なんでも内科診療日誌

とりあえず何でも診ている内科の診療記録

頭部外傷

2024年03月22日 | 外傷

 3月19日(火)の午前中は救急当番をしていた。昼過ぎに救急隊から交通外傷の救急搬入要請がきた。

 62歳男性が原付バイクに乗っていて、停止していた車に衝突した。スピードは20kmくらいでさほど出していなかったそうだ。後頭部に挫傷がある程度で骨折はないようだという。

 地域の基幹病院の近くだった。搬入依頼をしたところ統合失調症で通院していること、生活保護であることから断られましたという。救急隊の話なので正確にはわからない。(リエゾン担当で精神科医もいる病院)

 

 救急隊としては軽度の外傷で入院にはならないので、外科医のいない当院でも大丈夫と判断していたようだ。話を聞いた限りでは、外来扱いで検査・治療できそうだった。

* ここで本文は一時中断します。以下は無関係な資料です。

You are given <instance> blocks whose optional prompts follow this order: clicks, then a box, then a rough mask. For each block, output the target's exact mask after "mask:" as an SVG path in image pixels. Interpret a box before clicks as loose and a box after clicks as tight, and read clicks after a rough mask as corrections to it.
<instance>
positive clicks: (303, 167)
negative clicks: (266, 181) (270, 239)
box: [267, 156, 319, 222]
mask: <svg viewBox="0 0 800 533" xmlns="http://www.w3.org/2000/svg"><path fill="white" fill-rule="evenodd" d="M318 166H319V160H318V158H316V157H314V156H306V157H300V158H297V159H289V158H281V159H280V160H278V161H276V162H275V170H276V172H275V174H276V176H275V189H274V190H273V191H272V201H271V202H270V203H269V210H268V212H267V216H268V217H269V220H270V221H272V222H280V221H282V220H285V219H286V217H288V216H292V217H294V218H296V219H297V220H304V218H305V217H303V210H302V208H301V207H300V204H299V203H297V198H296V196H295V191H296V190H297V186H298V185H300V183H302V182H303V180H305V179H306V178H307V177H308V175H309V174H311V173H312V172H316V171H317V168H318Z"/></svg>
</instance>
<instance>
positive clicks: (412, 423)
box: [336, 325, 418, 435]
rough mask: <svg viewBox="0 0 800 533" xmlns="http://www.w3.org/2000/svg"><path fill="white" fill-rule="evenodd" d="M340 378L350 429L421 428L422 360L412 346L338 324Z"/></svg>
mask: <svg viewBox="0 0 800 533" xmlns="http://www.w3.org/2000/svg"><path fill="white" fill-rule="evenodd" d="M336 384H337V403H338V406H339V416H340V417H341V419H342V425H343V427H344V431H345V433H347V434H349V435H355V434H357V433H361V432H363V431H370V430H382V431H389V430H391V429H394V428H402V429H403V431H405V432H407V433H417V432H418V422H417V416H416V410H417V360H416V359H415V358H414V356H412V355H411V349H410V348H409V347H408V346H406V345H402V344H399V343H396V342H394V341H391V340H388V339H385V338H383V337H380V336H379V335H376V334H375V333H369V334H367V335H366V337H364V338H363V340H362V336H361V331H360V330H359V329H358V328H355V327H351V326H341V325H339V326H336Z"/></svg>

 搬入されると、右前腕が腫脹して疼痛があり、骨折がある。体幹部には問題がなかった。後頭部に挫傷があったが、止血していて縫合を要さない。

 衝突した前後のことは覚えていないという。薬手帳は常にカバンに入れて持ち歩いているそうで、精神科病院、整形外科(両膝関節)、泌尿器科(排尿障害?)に通院している。

 向精神薬はブロナンセリン(2mg)3錠分3に、クロナゼパム(毎食後と就寝前)・ガバペンチン200mg就寝前もあった。本人の話では、てんかんとはいわれていない。

 

 X線で確認すると、左尺骨骨折があった。ひどくはずれてないか。

 頭部CTでは左前頭葉に1~2cmくらいの血腫があり、脳溝部にも出血がある(クモ膜下相当)。右シルビウス裂にもわずかな血腫があった。

 一人暮らしで、利き手の骨折と軽症だが脳出血もあるので、入院治療になる。念のため午後5時に頭部CTを再検したが、大きな変化はなかった。

 骨折は整形外科で診てもらうと、手術を勧められた。ところが患者さん本人は、手術は怖いのでしたくないという。手術と保存的治療の差異を説明されたが、やはり手術はしたくないということで、ギプス固定となった。

 

 父親は亡くなっていて、母親は認知症で精神科病院に入院している(90歳前後だろう)。兄弟はいるが疎遠で頼めない。仕事先の経営者が病院に来て、この忙しい時にと怒っていた。

 置いて行った名刺を見ると、屋台での飲食店をやっているらしい。桜の時期なので、かき入れ時になるのだろう。何かと面倒はみているのだろうが、きちんと給料が支払われているのかはわからない。